I always thought it was an exaggeration – the way people talked about the way your life changes when you have a child. One second, you’re fine; next second, an emotional mess.
I remember the first time it happened while on parental leave. In that first month, everyone is tired, but the kid sleeps so much that you actually find yourself with a decent amount of free time – provided you occasionally get bored of staring at your child while they sleep.
I took those spare moments to pull up classic films I’d never seen – among them ‘Paris, Texas’ from Wim Wenders. I won’t bore you with a synopsis, but at one point a long-absent father tries to meet his estranged son after school.
And it crushed me. It wasn’t the most heart-rending sequence, but it reached deep in my throat, past my tonsils and deposited a solid lump that swelled into a quivering lip, that quickly rolled into a small ball of water from the corner of my eye.
This isn’t the exact sequence above – it’s after he’s on his way back to good graces with his son – but something had changed in me. Previously I would appreciate a solid, well-made scene; now it was a killer. Something that I would admire for its framing, the way Wenders shapes his characters, the cuts back and forth, now only served one purpose.
Any depiction of a child in jeopardy – or in what we perceive to be a bad position – now triggers a reaction unlike anything I could have anticipated. I sat there stunned.
And it continues. While posting yet another picture of our daughter engaged in child-like antics on the old Instagram, I happened upon this one from photographer Chris Verene.
There’s something about the way the kids are both fairly content in their situation. How Mom is doing her best with the doors open to get fresh air in. The clutter on the floor and the dangling feet. They look well fed. But it was devastating.
Every single child in jeopardy now has my child’s face. And my child is me (and my lovely wife); it’s as if my heart has descended and is stumbling around the house knocking her head. Tripping and skinning her knee.
Mind you, this is a good thing. This is what helps you develop bonds, this is what moves mountains. This is why people always say, ‘Won’t somebody please think of the children!’
It’s funny and it’s true. I am become Helen Lovejoy.
But there are occasions when it’s too much to bear. On the night of the execution of Philando Castile by police in Minneapolis, I happened upon the video as it was happening – along with many others. I saw the muzzle of the gun hovering near the window. And then the footage switched to the four-year old daughter of Castile’s girlfriend being restrained by a police officer.
I had to turn it off, my heart couldn’t bear the weight of watching this happen. The idea that a broken tail light could result in my daughter having to watch me murdered in broad daylight. The panicked shouts of the police officer. Our country’s blind dedication to the idea that more guns make us safer, which makes every routine traffic stop a potential matter of life or death for our police officers.
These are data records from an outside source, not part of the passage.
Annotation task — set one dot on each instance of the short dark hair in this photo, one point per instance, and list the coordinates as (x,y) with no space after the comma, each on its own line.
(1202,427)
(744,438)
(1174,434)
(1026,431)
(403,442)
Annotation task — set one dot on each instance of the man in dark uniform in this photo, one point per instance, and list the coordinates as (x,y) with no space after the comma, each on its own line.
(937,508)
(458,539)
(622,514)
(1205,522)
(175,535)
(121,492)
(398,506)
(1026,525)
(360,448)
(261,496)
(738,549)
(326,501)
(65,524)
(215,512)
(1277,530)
In recent weeks there has been just too much happening in daily life.
The killings of unarmed or legally-armed citizens. The pain of families. The images that arrive on Twitter, Facebook. Life changing in real time. These images of children in danger. Just so much bad news all around.
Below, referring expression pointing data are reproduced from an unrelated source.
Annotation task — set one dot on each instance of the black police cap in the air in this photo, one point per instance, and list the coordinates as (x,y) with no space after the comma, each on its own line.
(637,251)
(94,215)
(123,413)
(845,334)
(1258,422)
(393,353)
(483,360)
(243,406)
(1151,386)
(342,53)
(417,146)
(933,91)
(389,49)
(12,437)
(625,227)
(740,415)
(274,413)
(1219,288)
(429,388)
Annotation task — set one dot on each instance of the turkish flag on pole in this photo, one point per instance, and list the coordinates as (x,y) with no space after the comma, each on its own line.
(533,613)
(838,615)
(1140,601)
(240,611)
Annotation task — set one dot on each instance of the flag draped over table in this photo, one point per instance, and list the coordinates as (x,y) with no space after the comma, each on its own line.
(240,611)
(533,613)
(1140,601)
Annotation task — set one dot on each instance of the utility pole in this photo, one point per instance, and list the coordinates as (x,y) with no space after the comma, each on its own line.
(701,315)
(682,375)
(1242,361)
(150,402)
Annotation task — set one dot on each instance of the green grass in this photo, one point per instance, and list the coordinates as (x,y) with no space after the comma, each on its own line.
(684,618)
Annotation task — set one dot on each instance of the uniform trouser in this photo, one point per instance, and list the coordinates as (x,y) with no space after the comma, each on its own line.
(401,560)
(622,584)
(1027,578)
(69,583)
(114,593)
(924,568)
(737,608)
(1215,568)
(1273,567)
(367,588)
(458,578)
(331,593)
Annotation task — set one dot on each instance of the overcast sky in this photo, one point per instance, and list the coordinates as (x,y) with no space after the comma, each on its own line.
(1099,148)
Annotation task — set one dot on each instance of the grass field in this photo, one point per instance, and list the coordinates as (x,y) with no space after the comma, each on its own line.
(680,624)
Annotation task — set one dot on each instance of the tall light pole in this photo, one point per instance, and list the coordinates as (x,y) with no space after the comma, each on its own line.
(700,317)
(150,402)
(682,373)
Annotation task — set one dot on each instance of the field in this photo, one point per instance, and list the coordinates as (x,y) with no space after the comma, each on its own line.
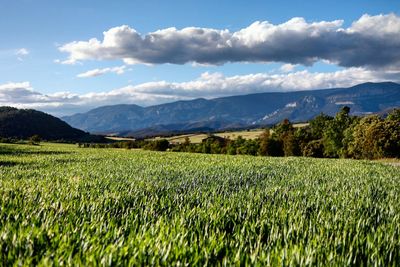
(198,137)
(69,206)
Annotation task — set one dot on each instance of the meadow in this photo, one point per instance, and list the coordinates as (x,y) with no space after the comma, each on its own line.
(63,205)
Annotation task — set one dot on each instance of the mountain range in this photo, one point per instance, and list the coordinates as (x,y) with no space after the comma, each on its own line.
(237,111)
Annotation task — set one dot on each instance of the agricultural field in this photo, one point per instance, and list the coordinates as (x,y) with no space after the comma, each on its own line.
(74,206)
(198,137)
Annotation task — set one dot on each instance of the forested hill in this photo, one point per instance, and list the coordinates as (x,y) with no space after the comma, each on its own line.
(24,123)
As a parent, we are obliged to feel things so strongly that it is difficult for others to understand or fathom. But it was at this point that I had to turn my back on the news, I had to stop looking before I became unable to act or process it.
Until I met this 5-year-old boy last week.
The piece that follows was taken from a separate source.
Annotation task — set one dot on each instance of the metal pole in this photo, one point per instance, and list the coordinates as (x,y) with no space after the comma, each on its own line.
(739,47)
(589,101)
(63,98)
I felt the pull to look away. Throughout the run of this war in Syria, we’ve been treated to images of children washed up on Mediterranean shores, being pulled from rubble, huddled together with their families. But the way Omran Daqneesh peers at the camera. I’ve seen this same expression on my daughter’s face after a long day out. I’ve seen her skinned knees. The way her hands sit in her lap, her chubby feet slightly pigeon-toed. A mop of curly hair – no matter how much I look at this image, I cannot see anything but her.
And I’m ashamed and shocked and horrified that we haven’t been able to protect her from all of the idiots running around this globe at the moment.
I kept coming back to this image. Omran’s tribulations have been well-documented by far better writers who have described the dusty, bloodied, stunned [boy], sitting on a bright orange chair (Human Rights Watch). His little feet barely extend[ing] beyond his seat. He stares, bewildered, shocked and, above all, weary, as if channeling the mood of Syria (New York Times).
I tried to look away, but this is the action of a coward. It’s akin to when you encounter a panhandler and make that conscious decision to keep walking and not look at them. It’s one thing to choose to not help someone one, it’s another thing to deny them human dignity.
It’s the same in this case.
You can look away all you want. You can get angry and sit in your office and wring your hands. You can try to ignore it. You can click on another article about windbag politicians. And you can pretend this isn’t happening. Just turn inward. Build a wall, keep it out. Close your borders and pretend it doesn’t exist.
Or you could look him in the eye and at least do something like making a donation to Doctors Without Borders (whose hospitals have been repeatedly bombed in Syria).